US grain markets struggled against the bearish influences of better weather and poor progress with China on a trade deal.
China introduced additional duties on corn, soybeans and ethanol as part of a US$75Bn retaliation package to the USA. An additional 5% import tax will be placed on soybeans taking the duty to 30%. Sorghum will see an additional 10% duty imposed, not exactly a bad thing for Australian growers if we get a crack at sorghum this year. China will impose a 10% tariff on US ethanol, wheat, soyoil and other feed products from December 15th. The Chinese will also re-introduce a 25% tariff on American cars.
Technical buying in US wheat futures helped support the market overnight. Soft red winter wheat was the main winner with HRW and Spring Wheat struggling to keep up. US wheat proved this week that it is priced well into the area’s it can compete so physical wheat values for US wheat are not a major problem at present. Offers out of the Black Sea were generally lower in overnight trade though.
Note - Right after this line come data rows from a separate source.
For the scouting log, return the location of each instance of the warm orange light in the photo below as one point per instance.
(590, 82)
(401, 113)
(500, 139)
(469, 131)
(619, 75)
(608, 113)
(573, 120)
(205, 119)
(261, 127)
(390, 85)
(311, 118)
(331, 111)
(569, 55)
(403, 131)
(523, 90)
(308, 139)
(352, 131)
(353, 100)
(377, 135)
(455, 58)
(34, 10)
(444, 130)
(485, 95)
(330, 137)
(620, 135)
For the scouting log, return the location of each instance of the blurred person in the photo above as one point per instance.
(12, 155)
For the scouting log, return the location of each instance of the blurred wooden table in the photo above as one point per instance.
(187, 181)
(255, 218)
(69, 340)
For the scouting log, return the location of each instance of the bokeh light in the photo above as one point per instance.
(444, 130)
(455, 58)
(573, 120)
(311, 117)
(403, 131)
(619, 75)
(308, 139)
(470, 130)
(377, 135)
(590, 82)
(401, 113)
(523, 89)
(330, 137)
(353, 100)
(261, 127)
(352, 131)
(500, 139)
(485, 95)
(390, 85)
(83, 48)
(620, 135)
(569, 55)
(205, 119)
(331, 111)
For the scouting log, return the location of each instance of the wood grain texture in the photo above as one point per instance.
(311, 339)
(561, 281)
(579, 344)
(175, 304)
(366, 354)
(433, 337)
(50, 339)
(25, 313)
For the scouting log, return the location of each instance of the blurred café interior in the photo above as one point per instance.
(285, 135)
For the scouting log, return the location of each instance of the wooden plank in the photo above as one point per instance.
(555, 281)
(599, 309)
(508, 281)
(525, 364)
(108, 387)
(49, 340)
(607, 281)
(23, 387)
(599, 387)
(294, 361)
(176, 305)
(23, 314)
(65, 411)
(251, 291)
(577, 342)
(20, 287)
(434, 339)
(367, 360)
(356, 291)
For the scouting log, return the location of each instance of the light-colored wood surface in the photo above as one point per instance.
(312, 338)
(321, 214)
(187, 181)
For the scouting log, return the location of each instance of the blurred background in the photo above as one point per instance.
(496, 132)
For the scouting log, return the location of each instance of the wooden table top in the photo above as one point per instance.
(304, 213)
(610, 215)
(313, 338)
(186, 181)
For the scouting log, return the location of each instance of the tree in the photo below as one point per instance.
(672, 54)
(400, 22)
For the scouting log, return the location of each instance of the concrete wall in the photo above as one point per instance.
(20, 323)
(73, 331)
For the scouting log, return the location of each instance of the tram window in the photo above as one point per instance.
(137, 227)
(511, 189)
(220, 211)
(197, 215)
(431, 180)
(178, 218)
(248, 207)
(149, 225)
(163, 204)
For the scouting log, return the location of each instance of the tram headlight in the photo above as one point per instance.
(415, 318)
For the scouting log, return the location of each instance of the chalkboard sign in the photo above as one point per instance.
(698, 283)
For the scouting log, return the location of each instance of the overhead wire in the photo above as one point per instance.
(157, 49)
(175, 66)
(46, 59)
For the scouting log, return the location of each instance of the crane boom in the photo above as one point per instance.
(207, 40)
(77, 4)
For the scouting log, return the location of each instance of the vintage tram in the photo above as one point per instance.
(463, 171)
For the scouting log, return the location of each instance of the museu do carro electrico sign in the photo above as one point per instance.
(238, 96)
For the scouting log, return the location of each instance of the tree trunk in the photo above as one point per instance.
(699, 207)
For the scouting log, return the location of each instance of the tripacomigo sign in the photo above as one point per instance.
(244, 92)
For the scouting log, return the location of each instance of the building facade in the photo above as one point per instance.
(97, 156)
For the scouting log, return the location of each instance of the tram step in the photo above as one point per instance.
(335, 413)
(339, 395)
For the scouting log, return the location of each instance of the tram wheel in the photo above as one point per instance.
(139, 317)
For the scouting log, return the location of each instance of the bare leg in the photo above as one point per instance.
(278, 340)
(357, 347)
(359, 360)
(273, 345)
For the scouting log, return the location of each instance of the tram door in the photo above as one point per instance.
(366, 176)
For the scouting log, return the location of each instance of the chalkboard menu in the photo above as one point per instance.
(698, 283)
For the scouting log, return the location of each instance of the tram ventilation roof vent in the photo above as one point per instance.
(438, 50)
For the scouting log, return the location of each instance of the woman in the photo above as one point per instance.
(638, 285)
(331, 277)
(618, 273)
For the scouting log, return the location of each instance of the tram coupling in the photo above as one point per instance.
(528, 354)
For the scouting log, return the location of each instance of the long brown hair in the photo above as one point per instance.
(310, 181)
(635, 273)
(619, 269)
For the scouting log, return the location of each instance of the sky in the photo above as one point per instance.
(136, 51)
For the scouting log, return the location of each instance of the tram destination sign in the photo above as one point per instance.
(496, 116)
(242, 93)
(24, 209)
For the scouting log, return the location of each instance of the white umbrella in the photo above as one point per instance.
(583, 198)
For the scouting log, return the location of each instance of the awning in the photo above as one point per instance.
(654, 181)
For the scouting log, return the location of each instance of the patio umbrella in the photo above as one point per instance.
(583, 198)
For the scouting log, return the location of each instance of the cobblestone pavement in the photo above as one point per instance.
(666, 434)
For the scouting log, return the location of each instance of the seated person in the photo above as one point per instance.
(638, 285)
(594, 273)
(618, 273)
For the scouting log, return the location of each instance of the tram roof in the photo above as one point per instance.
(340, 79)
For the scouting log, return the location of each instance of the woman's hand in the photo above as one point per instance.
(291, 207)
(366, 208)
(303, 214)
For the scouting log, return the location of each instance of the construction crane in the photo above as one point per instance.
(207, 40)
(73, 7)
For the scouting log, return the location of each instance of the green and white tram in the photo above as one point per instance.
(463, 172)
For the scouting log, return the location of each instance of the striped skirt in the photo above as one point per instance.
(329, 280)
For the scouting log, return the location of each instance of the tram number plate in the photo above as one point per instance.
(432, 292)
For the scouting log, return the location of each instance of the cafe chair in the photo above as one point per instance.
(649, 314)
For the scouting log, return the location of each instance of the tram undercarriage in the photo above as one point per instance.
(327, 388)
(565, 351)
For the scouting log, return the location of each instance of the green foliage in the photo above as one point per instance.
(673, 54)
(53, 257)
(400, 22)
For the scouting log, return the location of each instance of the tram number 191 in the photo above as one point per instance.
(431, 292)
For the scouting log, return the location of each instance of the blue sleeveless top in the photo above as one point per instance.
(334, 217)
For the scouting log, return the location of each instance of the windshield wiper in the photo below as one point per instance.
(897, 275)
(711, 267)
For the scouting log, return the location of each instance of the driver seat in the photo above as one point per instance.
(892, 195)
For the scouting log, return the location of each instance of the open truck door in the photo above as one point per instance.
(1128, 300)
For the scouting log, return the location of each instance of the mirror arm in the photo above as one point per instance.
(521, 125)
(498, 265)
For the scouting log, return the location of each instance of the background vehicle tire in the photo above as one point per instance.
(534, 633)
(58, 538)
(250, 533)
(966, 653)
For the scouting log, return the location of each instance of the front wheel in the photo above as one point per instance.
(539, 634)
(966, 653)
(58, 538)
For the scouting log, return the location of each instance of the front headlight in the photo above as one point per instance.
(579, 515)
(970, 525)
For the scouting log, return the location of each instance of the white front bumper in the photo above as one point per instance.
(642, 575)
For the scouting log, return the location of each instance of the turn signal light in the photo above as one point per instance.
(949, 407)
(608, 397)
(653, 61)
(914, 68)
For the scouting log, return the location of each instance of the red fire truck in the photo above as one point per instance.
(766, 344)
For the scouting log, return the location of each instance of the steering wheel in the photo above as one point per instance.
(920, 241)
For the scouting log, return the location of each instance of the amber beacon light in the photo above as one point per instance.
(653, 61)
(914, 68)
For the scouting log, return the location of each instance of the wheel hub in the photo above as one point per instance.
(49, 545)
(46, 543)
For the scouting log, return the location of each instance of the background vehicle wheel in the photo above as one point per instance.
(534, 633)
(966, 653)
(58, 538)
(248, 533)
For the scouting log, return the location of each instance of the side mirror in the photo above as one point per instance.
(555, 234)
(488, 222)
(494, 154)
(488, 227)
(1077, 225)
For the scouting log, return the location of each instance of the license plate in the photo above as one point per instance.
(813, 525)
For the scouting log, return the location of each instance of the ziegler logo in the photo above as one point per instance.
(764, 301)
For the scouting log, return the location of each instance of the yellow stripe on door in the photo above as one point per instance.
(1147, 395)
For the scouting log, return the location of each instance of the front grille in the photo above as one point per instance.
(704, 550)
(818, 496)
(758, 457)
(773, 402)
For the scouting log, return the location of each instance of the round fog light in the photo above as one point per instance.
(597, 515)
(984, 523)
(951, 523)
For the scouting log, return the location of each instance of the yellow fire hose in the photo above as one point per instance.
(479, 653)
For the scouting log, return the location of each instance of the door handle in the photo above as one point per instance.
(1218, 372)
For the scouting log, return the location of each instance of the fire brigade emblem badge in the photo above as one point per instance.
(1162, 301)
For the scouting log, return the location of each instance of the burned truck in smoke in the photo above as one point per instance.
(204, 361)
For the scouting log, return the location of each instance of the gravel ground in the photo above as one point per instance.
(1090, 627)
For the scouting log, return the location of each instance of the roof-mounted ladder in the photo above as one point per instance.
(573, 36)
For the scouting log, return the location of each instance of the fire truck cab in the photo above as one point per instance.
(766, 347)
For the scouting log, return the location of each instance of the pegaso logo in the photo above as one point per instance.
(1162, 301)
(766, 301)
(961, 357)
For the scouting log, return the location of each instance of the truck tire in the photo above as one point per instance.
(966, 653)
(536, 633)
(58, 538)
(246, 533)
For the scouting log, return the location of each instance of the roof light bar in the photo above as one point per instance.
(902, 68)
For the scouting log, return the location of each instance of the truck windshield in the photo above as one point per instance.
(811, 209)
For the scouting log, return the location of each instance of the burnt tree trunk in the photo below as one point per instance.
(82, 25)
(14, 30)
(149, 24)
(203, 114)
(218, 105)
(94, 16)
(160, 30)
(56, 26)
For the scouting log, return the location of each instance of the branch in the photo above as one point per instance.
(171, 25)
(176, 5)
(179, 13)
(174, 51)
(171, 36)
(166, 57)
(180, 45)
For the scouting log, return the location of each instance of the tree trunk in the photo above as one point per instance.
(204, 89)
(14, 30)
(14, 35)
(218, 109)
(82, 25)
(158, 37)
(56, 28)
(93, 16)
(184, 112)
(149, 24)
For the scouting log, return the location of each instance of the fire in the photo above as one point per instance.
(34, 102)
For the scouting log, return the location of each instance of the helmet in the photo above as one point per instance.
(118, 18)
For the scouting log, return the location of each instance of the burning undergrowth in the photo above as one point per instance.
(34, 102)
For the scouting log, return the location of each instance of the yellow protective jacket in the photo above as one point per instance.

It will be interesting to read the StatsCanada report next week and see if there is any life left in the market. Otherwise we may have a very flat international market leading into the northern winter.
Turkey is looking to buy 250kt of milling wheat. This is expected to be supplied from the Black Sea. In March Turkey picked up 290kt of high grade milling wheat at US$240.70 CIF, values this time around may be a little cheaper.